“We are kind of having a weird decade here in the U.S.,” said Melissa Harris-Perry, an author and host on MSNBC, at a lecture last night on the challenges African-Americans have faced during the past decade. “And I’m using the word ‘weird’ quite purposefully. I know it is a vague term, but I am meaning to be vague on purpose.”
The lecture was presented as a part of the New Directions in African Diaspora Studies lecture series by the African and African Diaspora Studies Program (AADS), in collaboration with the Office of Student Involvement, African Student Organization, Cape Verdean Student Association, and l’Association Haitienne.
Harris-Perry is a professor of Politics and International Affairs at Wake Forest University, her alma mater, and an author of two books, Sister and Citizen: Shames, Stereotypes, and Black Women in America and Barbershops, Bibles, and BET: Everyday Talk and Black Political Thought, both of which were available for signing after the lecture.
She focused her lecture, “Crashing into Michael Brown,” on historic events that occurred between 2004 and 2014 involving black Americans. Harris-Perry began her lecture commenting on the Academy Award-winning film, Crash.
“We must start with 2004,” Harris-Perry said. “Crash is the ultimate post-racial film.”
Other events and people she spoke about were Hurricane Katrina, the Jena Six, Trayvon Martin, Michael Brown, and the election of President Barack Obama.
“I do want to remind us that American ideals are never abstract,” she said. “Freedom, justice, goodness, equality, the shining city on the hill is built on the bodies of real people. There is a struggle for freedom.”
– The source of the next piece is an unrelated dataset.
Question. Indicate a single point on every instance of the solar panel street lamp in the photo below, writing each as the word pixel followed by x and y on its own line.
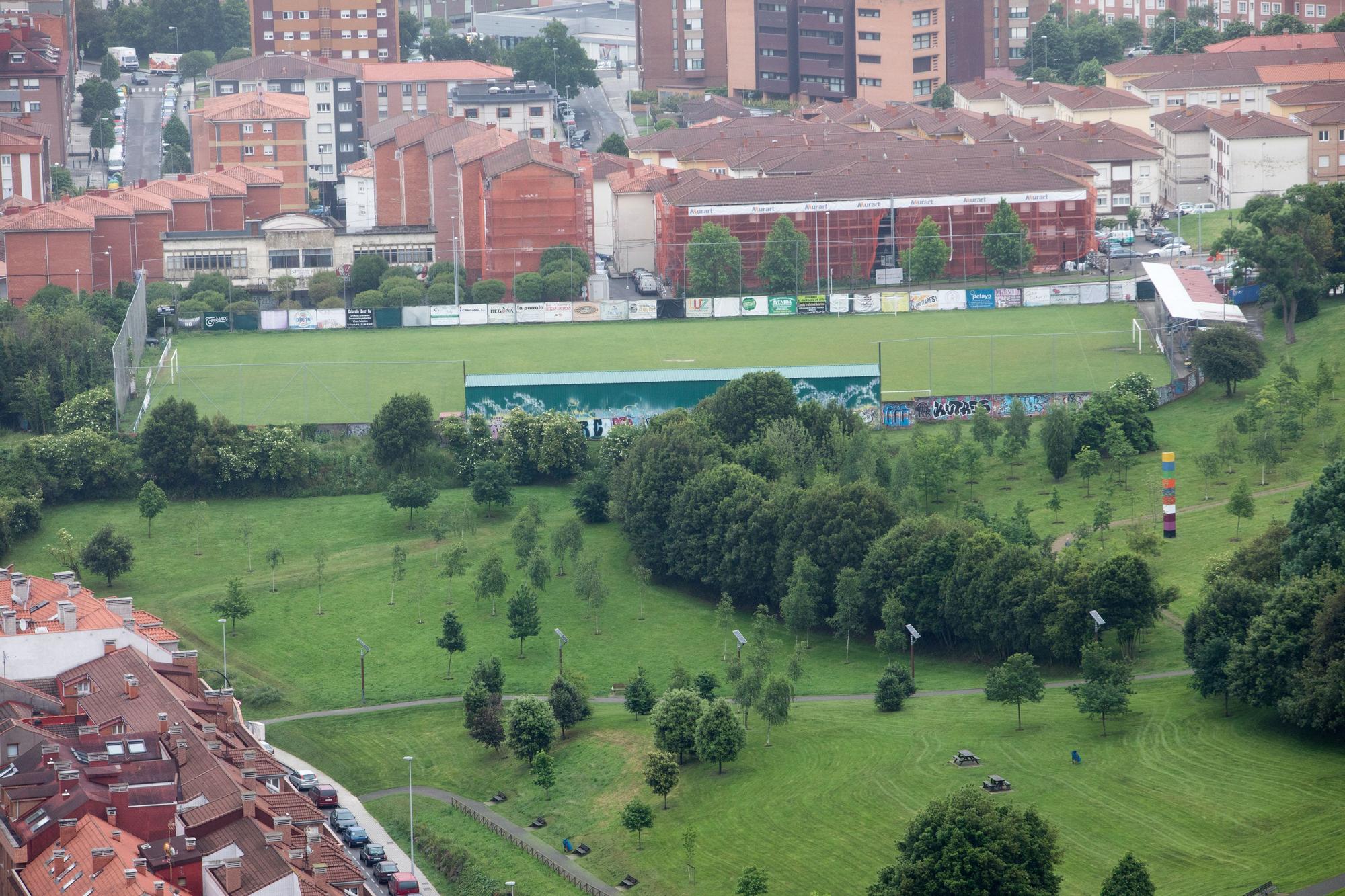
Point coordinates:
pixel 914 635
As a screen behind her showed pictures of defining moments in history for black Americans, Harris-Perry commented on the struggles of freedom, as well as citizenship, integration, voting rights, inclusion, safety in public and private life, and justice. These struggles are always interconnected, she said.
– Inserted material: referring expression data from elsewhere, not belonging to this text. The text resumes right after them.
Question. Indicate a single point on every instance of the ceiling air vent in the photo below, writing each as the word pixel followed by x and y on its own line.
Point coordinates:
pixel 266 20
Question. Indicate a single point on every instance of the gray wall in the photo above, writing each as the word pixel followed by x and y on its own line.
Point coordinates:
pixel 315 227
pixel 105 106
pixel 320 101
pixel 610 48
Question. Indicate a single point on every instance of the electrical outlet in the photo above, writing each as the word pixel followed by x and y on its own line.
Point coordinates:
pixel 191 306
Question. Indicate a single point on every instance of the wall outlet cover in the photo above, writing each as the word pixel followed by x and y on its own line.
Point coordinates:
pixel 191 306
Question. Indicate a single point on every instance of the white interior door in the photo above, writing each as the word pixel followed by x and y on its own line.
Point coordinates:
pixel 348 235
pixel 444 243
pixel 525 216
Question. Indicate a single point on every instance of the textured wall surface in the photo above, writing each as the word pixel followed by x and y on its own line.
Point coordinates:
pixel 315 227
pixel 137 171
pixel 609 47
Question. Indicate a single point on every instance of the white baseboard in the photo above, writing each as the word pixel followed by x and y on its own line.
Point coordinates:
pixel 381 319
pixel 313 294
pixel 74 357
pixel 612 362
After explaining charts and graphs showing the change in unemployment rates over the years, Harris-Perry then stressed the importance of education.
“I don’t care what your grades are. Just finish. I don’t care how many loans you have. [If] there’s a ‘C –,’ just keep it moving, until you have a degree. ‘Whooo, Imma pay back those loans later,’” she said to a laughing crowd.
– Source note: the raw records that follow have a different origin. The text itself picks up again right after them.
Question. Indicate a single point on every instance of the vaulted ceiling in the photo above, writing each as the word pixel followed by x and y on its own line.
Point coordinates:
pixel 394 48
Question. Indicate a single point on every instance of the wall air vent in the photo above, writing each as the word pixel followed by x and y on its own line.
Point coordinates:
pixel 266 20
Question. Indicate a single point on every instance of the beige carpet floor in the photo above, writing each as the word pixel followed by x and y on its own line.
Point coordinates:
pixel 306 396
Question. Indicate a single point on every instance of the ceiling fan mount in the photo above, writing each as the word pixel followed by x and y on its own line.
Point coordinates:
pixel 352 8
Her lecture also covered the problems caused by the racial makeup of neighborhoods in the United States.
“In a tangible way, democracy starts in our neighborhoods,” she said. “Our housing patterns are a white noose around a black inner city.”
She concluded her lecture with a message to the audience: The struggles that black Americans face today in post-racial America will not go away if people continue to see each other as problems.